13Sans aucun doute, on trouve en Dombey un observateur perspicace et aussi sans le moindre doute, l’expérience de la collaboration en matière scientifique entre la France et l’Espagne avait été longue au cours des deux expéditions. C’est pourquoi on ne doit pas s’étonner qu’il fournisse dans sa correspondance avec Thouin d’intelligentes remarques sur le travail en commun. Se souvenant des “tracasseries” survenues au Pérou à cause de l’érection des pyramides pour l'expédition de La Condamine, il se demande : “qui vous dira que dès le moment de la jonction de messieurs les académiciens français et de messieurs les Espagnols, il ne commença pas à germer dans le cœur de cette société des principes de haines et d’inimitiés que nous avons ignorés soit par les préférences données aux uns, soit par la différence de nations, de langages et de religions ?”2.
14Il affirme avec Rousseau que tous les hommes ont les mêmes passions, mais qu’est vertueux celui qui demeure comme son maître.
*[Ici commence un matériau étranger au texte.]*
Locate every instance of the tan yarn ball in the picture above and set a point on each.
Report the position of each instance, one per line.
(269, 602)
Les récompenses, les honneurs, les découvertes... tout excite la jalousie des scientifiques. Le fait de s’exprimer dans des langues différentes et de ne pas connaître les nuances de la langue étrangère est une barrière. Le fait de provenir d’une nation cultivée, protectrice des sciences, est dangereux dans un autre pays qui est considéré comme inculte, tyrannisé, fanatique, dénué d’opinion publique capable de protéger les hommes honnêtes et les savants, confrontés au péril de l'Inquisition. Il trouve chez les Espagnols une commune inimitié vis-à-vis des Français, il en arrive à affirmer qu’ils sont “ennemis nés de tous les Français”. Les agréments, le jeu, la danse, et les disputes y contribuèrent, rapporte-t-il en mentionnant la mort de Seniergues au cours de l’expédition précédente. Il n’a pas fréquenté les mêmes lieux que les Espagnols, il les a adulés dans ses lettres et appuyés avec de l’argent et des faveurs, il n’a admis aucune récompense ou rémunération pour ses travaux envers les nécessiteux ou les puissants, excepté des certificats qui pouvaient le porter garant auprès de deux Couronnes. Mais les récompenses et les éloges qu’il recevait rendaient jaloux ses compagnons. Il se sentait envié et épié et enfin volé et en danger de mort.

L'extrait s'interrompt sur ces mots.